Le contromosse del Golfo
Quegli stati che da 5 anni appoggiano le fazioni ribelli sono più che mai in fermento. La prospettiva di perdere i propri referenti sul campo impone di ripensare da capo la loro strategia, o almeno di prepararsi per il peggior scenario possibile. Fra tutti sono in particolare Arabia Saudita e Turchia a scalpitare. Il regno saudita è da anni uno dei maggiori sponsor del fronte anti-Assad e il suo interesse principale è contrastare l’influenza dell’Iran nella regione, soprattutto dopo l’accordo sul nucleare e la revoca delle sanzioni internazionali.
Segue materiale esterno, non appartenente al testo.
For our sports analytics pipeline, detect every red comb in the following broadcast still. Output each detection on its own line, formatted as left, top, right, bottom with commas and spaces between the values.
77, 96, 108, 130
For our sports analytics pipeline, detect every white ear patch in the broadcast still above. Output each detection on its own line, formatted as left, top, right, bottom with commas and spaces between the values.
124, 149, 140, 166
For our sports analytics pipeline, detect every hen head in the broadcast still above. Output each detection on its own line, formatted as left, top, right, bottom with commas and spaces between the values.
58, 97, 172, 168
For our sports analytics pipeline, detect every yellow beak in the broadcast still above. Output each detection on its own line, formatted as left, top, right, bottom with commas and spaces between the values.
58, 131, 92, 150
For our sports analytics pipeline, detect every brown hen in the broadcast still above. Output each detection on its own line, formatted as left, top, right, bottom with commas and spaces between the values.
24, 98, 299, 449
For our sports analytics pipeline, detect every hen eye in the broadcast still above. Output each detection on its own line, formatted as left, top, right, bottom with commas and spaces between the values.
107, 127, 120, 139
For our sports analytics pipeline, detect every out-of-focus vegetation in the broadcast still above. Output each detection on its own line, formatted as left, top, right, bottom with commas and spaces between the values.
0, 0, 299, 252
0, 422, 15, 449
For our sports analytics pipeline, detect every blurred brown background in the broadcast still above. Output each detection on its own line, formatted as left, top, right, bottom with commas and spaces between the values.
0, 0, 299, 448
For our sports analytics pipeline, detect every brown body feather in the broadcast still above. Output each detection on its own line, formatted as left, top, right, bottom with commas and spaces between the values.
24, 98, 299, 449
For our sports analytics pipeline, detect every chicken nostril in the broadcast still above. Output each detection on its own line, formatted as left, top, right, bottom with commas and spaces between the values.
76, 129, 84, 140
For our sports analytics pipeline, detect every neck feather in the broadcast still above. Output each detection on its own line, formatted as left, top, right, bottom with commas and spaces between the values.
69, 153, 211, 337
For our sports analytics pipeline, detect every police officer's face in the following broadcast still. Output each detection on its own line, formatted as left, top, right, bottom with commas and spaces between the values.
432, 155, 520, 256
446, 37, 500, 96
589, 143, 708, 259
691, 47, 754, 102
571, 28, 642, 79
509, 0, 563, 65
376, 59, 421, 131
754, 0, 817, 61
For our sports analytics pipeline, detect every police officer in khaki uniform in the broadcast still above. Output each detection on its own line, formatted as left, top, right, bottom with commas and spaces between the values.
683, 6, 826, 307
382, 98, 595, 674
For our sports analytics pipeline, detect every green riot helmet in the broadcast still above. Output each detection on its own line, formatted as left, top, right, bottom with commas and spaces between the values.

Teheran, dal canto suo, ha ormai una tale influenza sulle istituzioni siriane, a partire dall’esercito, che solo una disfatta totale del regime potrebbe cancellare. Così negli ultimi giorni l’Arabia Saudita ha ribadito il suo impegno a mandare truppe di terra in Siria, sotto l’ombrello della coalizione internazionale che combatte l’Isis. Dell’Isis non gliene importa poi molto, ma mantenere un piede in Siria è vitale e al momento per Riyadh non sembrano esserci altre vie praticabili.
La Turchia e l’incubo del Kurdistan
Anche la Turchia deve risolvere i suoi problemi. Il principale si chiama Kurdistan. Le milizie curde in Siria sono legate a doppio filo al Pkk: più avanzano e guadagnano consenso internazionale, meno spazio di manovra resta ad Ankara sia all’estero che in casa propria. La Turchia farà di tutto per impedire la formazione di una zona curda autonoma in Siria lungo il proprio confine sud. Da sabato 13 febbraio l’esercito di Ankara colpisce le postazioni curde dell’YPG a Tal Rifaat (nord di Aleppo), a poca distanza dal confine, con fuoco d’artiglieria. Ma i curdi continuano ad avanzare e dimostrano di saper gestire benissimo le proprie alleanze. Da pochi giorni hanno strappato l’importante base aerea di Managh ai ribelli (grazie alle bombe russe), nel frattempo hanno aperto un ufficio di rappresentanza a Mosca con tanto di ritratto di Ocalan e hanno incassato una vittoria diplomatica con la visita di un rappresentante statunitense a Kobane. Uno dei futuri possibili per la Siria è la frantumazione in più stati: una qualche versione di Kurdistan siriano potrebbe essere il primo.